From inside the prison cell he has inhabited since 1999, Bassam has founded the Brothers 4 Life gang that ran riot across Sydney last decade and even written a “constitution” he believes his family should live by.
But with his jail sentence unlikely to end anytime soon and following the deaths of his brothers Mejid and Ghassan, and his cousin Bilal, in just the past 18 months due to the bloody feud with the Alameddine clan, the family’s best known member has been dethroned as king.
The family has in recent times been looking to Ibrahem Hamze – Bassam’s younger cousin – for guidance.

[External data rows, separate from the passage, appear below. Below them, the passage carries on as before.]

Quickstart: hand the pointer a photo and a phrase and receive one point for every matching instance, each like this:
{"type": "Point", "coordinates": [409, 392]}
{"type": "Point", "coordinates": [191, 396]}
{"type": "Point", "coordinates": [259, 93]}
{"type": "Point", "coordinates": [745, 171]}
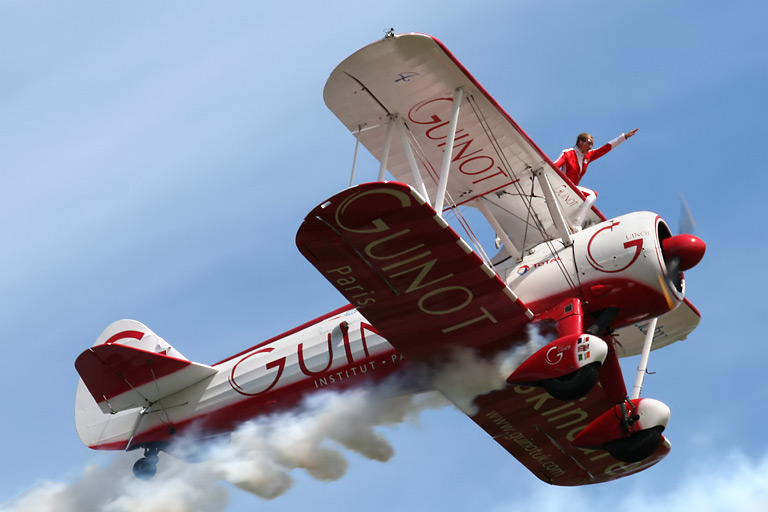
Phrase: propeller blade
{"type": "Point", "coordinates": [686, 224]}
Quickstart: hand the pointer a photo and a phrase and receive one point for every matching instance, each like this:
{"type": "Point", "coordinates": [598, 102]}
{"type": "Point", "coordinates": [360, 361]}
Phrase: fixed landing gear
{"type": "Point", "coordinates": [146, 467]}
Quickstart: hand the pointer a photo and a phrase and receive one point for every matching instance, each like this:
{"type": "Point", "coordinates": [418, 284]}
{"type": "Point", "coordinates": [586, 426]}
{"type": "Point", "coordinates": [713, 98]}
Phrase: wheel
{"type": "Point", "coordinates": [639, 446]}
{"type": "Point", "coordinates": [146, 467]}
{"type": "Point", "coordinates": [574, 385]}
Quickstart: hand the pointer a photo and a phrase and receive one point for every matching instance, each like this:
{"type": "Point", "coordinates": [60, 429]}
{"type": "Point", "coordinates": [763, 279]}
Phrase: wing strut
{"type": "Point", "coordinates": [420, 187]}
{"type": "Point", "coordinates": [559, 219]}
{"type": "Point", "coordinates": [448, 155]}
{"type": "Point", "coordinates": [641, 369]}
{"type": "Point", "coordinates": [354, 158]}
{"type": "Point", "coordinates": [385, 152]}
{"type": "Point", "coordinates": [508, 245]}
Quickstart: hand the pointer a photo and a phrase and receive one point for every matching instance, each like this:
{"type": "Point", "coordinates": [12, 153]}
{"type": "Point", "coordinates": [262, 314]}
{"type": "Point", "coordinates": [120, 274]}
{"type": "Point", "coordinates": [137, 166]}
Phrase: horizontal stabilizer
{"type": "Point", "coordinates": [120, 377]}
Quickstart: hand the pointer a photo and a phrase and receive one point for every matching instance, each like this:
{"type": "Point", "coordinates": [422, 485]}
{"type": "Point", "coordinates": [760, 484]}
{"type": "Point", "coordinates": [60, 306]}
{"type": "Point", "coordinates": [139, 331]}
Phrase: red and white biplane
{"type": "Point", "coordinates": [417, 290]}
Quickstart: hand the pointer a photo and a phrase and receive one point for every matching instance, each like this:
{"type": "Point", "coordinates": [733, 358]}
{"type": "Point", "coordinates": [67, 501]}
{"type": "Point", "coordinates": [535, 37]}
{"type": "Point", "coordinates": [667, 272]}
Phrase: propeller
{"type": "Point", "coordinates": [684, 250]}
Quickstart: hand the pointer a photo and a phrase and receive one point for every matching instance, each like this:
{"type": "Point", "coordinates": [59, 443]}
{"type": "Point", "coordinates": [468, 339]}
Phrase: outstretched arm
{"type": "Point", "coordinates": [630, 133]}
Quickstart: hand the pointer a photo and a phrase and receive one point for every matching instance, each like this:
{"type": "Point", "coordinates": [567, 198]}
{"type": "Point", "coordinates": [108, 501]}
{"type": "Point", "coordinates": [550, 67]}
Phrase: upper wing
{"type": "Point", "coordinates": [424, 290]}
{"type": "Point", "coordinates": [670, 327]}
{"type": "Point", "coordinates": [405, 85]}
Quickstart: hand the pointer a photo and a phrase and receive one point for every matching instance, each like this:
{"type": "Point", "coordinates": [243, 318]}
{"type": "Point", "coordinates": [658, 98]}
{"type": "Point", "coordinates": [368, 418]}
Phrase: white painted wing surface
{"type": "Point", "coordinates": [412, 78]}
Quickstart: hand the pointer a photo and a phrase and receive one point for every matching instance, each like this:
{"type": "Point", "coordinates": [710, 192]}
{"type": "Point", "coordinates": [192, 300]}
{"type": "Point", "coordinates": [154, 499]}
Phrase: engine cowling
{"type": "Point", "coordinates": [633, 263]}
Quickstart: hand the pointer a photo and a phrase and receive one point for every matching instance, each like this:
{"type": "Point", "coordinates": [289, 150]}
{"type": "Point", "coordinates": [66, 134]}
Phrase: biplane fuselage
{"type": "Point", "coordinates": [416, 289]}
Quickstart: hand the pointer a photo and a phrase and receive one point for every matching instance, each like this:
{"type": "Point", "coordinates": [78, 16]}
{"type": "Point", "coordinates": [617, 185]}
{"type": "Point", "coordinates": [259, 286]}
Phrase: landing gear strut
{"type": "Point", "coordinates": [146, 467]}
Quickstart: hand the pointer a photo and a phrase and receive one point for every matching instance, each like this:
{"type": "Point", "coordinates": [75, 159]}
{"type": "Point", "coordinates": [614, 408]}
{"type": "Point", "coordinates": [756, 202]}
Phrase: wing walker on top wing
{"type": "Point", "coordinates": [416, 290]}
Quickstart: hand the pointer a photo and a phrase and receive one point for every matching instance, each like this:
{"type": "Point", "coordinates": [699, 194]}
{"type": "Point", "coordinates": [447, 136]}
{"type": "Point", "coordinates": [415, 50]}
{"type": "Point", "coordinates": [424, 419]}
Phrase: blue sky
{"type": "Point", "coordinates": [157, 158]}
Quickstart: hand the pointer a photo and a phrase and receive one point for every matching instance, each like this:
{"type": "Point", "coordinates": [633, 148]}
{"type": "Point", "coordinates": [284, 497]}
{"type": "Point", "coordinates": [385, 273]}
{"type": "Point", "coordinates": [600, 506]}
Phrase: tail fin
{"type": "Point", "coordinates": [128, 369]}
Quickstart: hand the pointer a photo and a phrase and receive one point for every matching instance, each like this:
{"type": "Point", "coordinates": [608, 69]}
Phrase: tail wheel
{"type": "Point", "coordinates": [637, 447]}
{"type": "Point", "coordinates": [574, 385]}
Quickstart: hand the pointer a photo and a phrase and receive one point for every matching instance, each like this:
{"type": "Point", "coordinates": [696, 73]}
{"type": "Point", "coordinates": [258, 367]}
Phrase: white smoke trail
{"type": "Point", "coordinates": [260, 455]}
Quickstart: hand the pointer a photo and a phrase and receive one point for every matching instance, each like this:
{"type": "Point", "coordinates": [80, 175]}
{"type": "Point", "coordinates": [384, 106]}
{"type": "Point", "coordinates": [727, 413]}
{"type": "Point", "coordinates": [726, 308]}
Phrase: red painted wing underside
{"type": "Point", "coordinates": [420, 286]}
{"type": "Point", "coordinates": [408, 272]}
{"type": "Point", "coordinates": [538, 429]}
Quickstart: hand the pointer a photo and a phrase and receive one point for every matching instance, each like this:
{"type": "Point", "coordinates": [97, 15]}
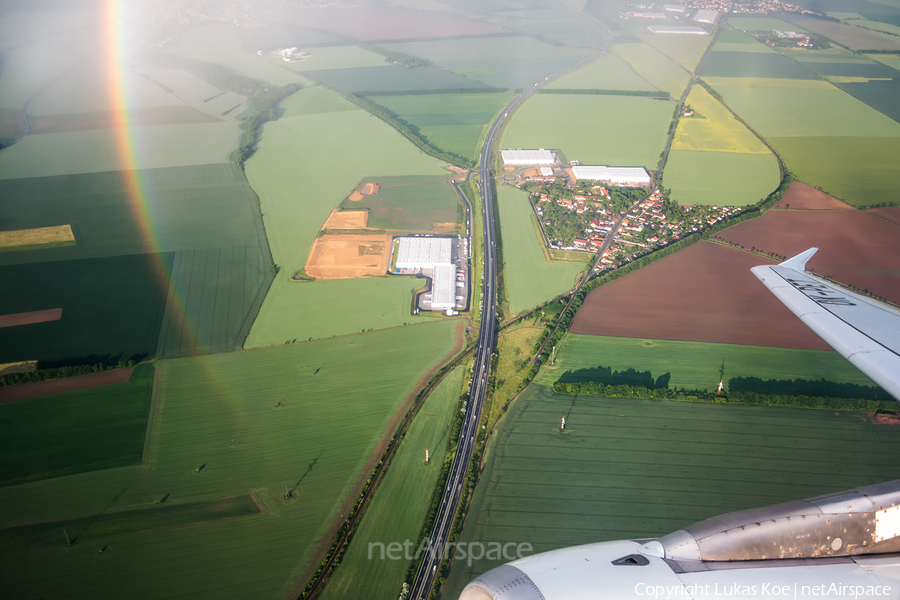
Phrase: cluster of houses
{"type": "Point", "coordinates": [646, 227]}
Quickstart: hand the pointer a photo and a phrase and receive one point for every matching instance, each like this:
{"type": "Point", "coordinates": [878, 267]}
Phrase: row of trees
{"type": "Point", "coordinates": [60, 372]}
{"type": "Point", "coordinates": [411, 132]}
{"type": "Point", "coordinates": [595, 388]}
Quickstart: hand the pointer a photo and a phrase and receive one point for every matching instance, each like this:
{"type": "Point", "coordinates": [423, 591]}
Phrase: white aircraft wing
{"type": "Point", "coordinates": [866, 332]}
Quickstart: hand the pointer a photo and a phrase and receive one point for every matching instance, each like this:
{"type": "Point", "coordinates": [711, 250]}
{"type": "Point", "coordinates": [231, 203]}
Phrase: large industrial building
{"type": "Point", "coordinates": [527, 157]}
{"type": "Point", "coordinates": [434, 256]}
{"type": "Point", "coordinates": [624, 176]}
{"type": "Point", "coordinates": [710, 17]}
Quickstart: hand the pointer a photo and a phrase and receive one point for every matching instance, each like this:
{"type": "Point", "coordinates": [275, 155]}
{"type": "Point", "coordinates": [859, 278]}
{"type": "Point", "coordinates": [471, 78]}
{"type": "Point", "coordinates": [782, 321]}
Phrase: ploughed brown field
{"type": "Point", "coordinates": [37, 316]}
{"type": "Point", "coordinates": [890, 213]}
{"type": "Point", "coordinates": [107, 119]}
{"type": "Point", "coordinates": [23, 391]}
{"type": "Point", "coordinates": [855, 247]}
{"type": "Point", "coordinates": [805, 197]}
{"type": "Point", "coordinates": [704, 293]}
{"type": "Point", "coordinates": [345, 256]}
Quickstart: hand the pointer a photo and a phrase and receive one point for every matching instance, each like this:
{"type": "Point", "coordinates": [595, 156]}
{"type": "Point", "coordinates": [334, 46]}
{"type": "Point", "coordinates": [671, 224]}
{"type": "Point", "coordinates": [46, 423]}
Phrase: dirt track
{"type": "Point", "coordinates": [38, 316]}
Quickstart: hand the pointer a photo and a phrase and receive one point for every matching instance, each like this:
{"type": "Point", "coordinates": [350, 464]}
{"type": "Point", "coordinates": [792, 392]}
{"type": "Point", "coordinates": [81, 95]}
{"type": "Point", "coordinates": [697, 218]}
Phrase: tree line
{"type": "Point", "coordinates": [59, 373]}
{"type": "Point", "coordinates": [411, 132]}
{"type": "Point", "coordinates": [596, 388]}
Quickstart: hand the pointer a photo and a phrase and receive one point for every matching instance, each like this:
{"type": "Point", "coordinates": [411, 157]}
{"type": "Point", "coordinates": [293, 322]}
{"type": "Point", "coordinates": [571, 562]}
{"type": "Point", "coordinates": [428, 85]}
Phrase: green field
{"type": "Point", "coordinates": [631, 469]}
{"type": "Point", "coordinates": [258, 422]}
{"type": "Point", "coordinates": [299, 185]}
{"type": "Point", "coordinates": [205, 218]}
{"type": "Point", "coordinates": [596, 130]}
{"type": "Point", "coordinates": [297, 310]}
{"type": "Point", "coordinates": [337, 57]}
{"type": "Point", "coordinates": [411, 203]}
{"type": "Point", "coordinates": [220, 43]}
{"type": "Point", "coordinates": [696, 365]}
{"type": "Point", "coordinates": [528, 276]}
{"type": "Point", "coordinates": [98, 527]}
{"type": "Point", "coordinates": [713, 128]}
{"type": "Point", "coordinates": [112, 308]}
{"type": "Point", "coordinates": [654, 66]}
{"type": "Point", "coordinates": [611, 72]}
{"type": "Point", "coordinates": [858, 170]}
{"type": "Point", "coordinates": [74, 432]}
{"type": "Point", "coordinates": [683, 49]}
{"type": "Point", "coordinates": [510, 62]}
{"type": "Point", "coordinates": [776, 107]}
{"type": "Point", "coordinates": [398, 509]}
{"type": "Point", "coordinates": [763, 65]}
{"type": "Point", "coordinates": [452, 122]}
{"type": "Point", "coordinates": [720, 178]}
{"type": "Point", "coordinates": [97, 150]}
{"type": "Point", "coordinates": [762, 24]}
{"type": "Point", "coordinates": [389, 78]}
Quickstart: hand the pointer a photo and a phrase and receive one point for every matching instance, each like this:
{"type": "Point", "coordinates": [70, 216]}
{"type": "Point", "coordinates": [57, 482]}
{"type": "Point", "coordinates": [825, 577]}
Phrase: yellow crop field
{"type": "Point", "coordinates": [60, 235]}
{"type": "Point", "coordinates": [713, 128]}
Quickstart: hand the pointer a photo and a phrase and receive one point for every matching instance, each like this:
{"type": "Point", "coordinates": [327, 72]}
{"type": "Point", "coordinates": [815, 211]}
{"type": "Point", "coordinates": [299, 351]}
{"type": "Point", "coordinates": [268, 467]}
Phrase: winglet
{"type": "Point", "coordinates": [798, 263]}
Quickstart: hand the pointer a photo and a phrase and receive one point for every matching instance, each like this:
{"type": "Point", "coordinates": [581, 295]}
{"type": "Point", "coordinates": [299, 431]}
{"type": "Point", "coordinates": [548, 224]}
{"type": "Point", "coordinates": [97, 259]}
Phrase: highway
{"type": "Point", "coordinates": [485, 348]}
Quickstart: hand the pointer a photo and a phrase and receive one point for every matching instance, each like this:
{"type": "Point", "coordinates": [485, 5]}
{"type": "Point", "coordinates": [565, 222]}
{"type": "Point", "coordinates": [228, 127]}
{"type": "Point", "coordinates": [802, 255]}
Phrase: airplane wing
{"type": "Point", "coordinates": [866, 332]}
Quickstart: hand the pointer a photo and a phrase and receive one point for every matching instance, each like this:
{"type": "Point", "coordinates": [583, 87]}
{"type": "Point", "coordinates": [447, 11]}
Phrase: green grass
{"type": "Point", "coordinates": [685, 50]}
{"type": "Point", "coordinates": [321, 309]}
{"type": "Point", "coordinates": [259, 421]}
{"type": "Point", "coordinates": [762, 24]}
{"type": "Point", "coordinates": [654, 66]}
{"type": "Point", "coordinates": [389, 78]}
{"type": "Point", "coordinates": [527, 275]}
{"type": "Point", "coordinates": [98, 527]}
{"type": "Point", "coordinates": [452, 122]}
{"type": "Point", "coordinates": [337, 57]}
{"type": "Point", "coordinates": [299, 184]}
{"type": "Point", "coordinates": [95, 151]}
{"type": "Point", "coordinates": [74, 432]}
{"type": "Point", "coordinates": [400, 503]}
{"type": "Point", "coordinates": [207, 216]}
{"type": "Point", "coordinates": [801, 108]}
{"type": "Point", "coordinates": [859, 170]}
{"type": "Point", "coordinates": [696, 365]}
{"type": "Point", "coordinates": [720, 178]}
{"type": "Point", "coordinates": [767, 65]}
{"type": "Point", "coordinates": [631, 469]}
{"type": "Point", "coordinates": [611, 72]}
{"type": "Point", "coordinates": [112, 308]}
{"type": "Point", "coordinates": [408, 203]}
{"type": "Point", "coordinates": [220, 43]}
{"type": "Point", "coordinates": [510, 62]}
{"type": "Point", "coordinates": [599, 130]}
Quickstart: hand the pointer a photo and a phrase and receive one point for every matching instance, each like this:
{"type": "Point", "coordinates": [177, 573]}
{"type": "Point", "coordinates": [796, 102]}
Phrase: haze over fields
{"type": "Point", "coordinates": [218, 379]}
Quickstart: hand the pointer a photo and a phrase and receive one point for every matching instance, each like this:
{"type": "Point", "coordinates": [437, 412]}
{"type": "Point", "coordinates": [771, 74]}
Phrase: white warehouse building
{"type": "Point", "coordinates": [625, 176]}
{"type": "Point", "coordinates": [527, 157]}
{"type": "Point", "coordinates": [436, 255]}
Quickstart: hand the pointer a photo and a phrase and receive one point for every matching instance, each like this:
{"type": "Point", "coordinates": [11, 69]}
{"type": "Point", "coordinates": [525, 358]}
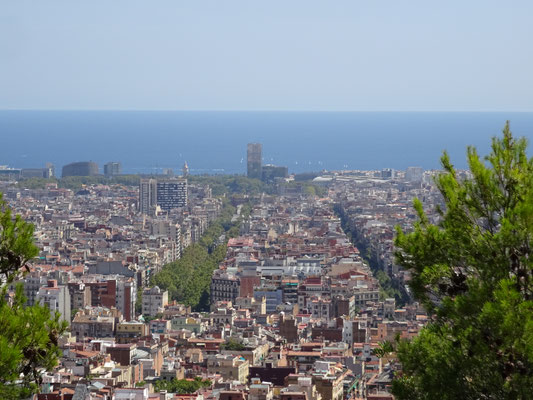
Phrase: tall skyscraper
{"type": "Point", "coordinates": [147, 195]}
{"type": "Point", "coordinates": [172, 193]}
{"type": "Point", "coordinates": [112, 168]}
{"type": "Point", "coordinates": [254, 160]}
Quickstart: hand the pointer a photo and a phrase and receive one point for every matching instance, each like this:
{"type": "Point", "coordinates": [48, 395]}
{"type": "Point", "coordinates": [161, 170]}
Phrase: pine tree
{"type": "Point", "coordinates": [473, 273]}
{"type": "Point", "coordinates": [28, 335]}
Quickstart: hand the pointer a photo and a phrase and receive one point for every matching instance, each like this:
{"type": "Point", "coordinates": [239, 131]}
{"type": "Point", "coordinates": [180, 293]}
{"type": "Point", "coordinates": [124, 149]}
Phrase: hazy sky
{"type": "Point", "coordinates": [463, 55]}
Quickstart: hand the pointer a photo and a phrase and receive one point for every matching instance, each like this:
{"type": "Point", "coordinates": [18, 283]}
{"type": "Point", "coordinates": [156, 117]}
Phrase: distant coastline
{"type": "Point", "coordinates": [214, 142]}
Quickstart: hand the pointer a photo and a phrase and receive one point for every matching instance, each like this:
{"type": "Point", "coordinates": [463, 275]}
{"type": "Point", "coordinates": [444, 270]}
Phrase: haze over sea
{"type": "Point", "coordinates": [215, 142]}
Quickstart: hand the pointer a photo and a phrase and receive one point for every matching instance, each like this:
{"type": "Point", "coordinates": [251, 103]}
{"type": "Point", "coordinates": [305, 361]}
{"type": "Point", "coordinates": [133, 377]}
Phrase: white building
{"type": "Point", "coordinates": [57, 298]}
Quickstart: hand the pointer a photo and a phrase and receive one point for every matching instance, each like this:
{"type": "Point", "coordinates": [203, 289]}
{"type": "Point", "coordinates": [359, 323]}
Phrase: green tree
{"type": "Point", "coordinates": [473, 273]}
{"type": "Point", "coordinates": [28, 335]}
{"type": "Point", "coordinates": [181, 386]}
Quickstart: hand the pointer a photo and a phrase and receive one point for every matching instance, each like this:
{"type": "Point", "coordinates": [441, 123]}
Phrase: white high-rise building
{"type": "Point", "coordinates": [147, 195]}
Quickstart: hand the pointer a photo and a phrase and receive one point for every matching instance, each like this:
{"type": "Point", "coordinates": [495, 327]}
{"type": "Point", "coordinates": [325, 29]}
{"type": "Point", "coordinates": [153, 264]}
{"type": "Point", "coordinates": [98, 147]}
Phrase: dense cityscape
{"type": "Point", "coordinates": [171, 292]}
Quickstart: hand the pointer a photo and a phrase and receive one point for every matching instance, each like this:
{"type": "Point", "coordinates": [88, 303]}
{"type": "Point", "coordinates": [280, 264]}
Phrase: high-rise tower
{"type": "Point", "coordinates": [172, 193]}
{"type": "Point", "coordinates": [254, 160]}
{"type": "Point", "coordinates": [147, 195]}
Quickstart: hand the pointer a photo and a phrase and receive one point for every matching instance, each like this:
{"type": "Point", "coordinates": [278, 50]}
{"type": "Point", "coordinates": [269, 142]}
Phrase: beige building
{"type": "Point", "coordinates": [231, 368]}
{"type": "Point", "coordinates": [154, 301]}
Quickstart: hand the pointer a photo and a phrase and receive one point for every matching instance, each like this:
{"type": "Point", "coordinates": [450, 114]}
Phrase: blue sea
{"type": "Point", "coordinates": [215, 142]}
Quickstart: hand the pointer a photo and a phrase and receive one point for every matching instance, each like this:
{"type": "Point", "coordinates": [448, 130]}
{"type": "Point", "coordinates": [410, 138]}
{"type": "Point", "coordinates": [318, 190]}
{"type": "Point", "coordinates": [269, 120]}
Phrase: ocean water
{"type": "Point", "coordinates": [215, 142]}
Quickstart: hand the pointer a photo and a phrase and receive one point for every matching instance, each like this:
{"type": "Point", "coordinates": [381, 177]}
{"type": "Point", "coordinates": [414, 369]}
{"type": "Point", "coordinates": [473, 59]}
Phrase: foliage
{"type": "Point", "coordinates": [187, 279]}
{"type": "Point", "coordinates": [473, 272]}
{"type": "Point", "coordinates": [181, 386]}
{"type": "Point", "coordinates": [28, 335]}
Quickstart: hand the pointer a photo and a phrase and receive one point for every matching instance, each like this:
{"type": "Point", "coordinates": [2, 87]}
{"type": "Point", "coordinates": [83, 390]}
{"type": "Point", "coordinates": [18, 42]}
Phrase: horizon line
{"type": "Point", "coordinates": [258, 110]}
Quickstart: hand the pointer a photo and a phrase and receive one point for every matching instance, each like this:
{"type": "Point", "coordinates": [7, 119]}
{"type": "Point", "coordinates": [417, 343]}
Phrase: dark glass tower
{"type": "Point", "coordinates": [254, 160]}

While Ibrahem is himself currently behind bars on remand, the shift away from his infamous relative and an apparent complete lack of regard for his opinions is a major change in the Hamzy family’s dynamic.
“They look at Bass(am) like he’s a weirdo,” one source close to the Hamzys said.
“They all deal with his s**t and make out like they care, but there’s a groan whenever he calls. They aren’t that close with him.
“There are five or six that are close, the other ones they don’t have much to do with, but they’re still family.”
When asked how much sway Bassam held over his family in the wake of the deaths of his two brothers, the answer was clear.
“None at all. He was the boss, but now Ibby is running the ship,” the source said.
Incredible photos give an insight into just how close Ibrahem Hamze is with his family.
In recent years he has posed next to his cousins Tareek and Haissam Hamzy in front of luxury cars and at a theme park.
The trio are considered the new generation of Hamzys and were earlier this year all charged over an alleged plot to kill an Alameddine associate at a western Sydney gym.
But years before those photos, Ibrahem showed off as he lay at the front of a large contingent of relatives, a few rows in front of his mum Maha whose Auburn home has been shot at a number of times over the years.
In another picture, the young leader sits smiling next to his sister and brother while on holidays.
The Daily Telegraph does not suggest that any other family pictured alongside Ibrahem have been charged or engaged in criminal activity.
Former senior NSW Police officer Ken “Slasher” McKay remembers the early days of the Hamzy clan being on the rise, long before their current contingent fell into a bloody war with the Alameddine network.
McKay said he believes the Hamzys’ continued involvement in feuds is almost passed down with each new generation in something of a paternalistic fashion.
“Their whole thinking is they’re owed all this stuff. This not working and this entitlement continues to be passed down,” he said.
“They’ll emulate him (Bassam) because they just don’t grow up and grow out of it. It’s a way of life that’s so ingrained in them.”
McKay remembers the first time Bassam came onto his radar after being jailed for a 1998 shooting murder.
“After he got sentenced, he came up on a phone that he had inside Lithgow Jail and we picked it up,” he said.
“His voice came up on a regular basis and it didn’t us take long to realise it was Bassam in jail, and he was making thousands of calls in jail.”
The founding boss of the Middle Eastern Organised Crime Squad (MEOCS) who oversaw the demise of the Brothers 4 Life gang, McKay understands the battle police are facing to end the war between the families.
“The Hamzys were around back then, but the Alameddines never raised their heads to more recent times,” he said.
“It was our belief very early on that these people aren’t going to change. The Hamzys have (followers) that are like apprentices.
“The formula that we created back then is probably the way to go you know. You have a multifaceted team of cops, you have the detectives targeting the main players and you have the uniform or street level officers picking people up on the streets.”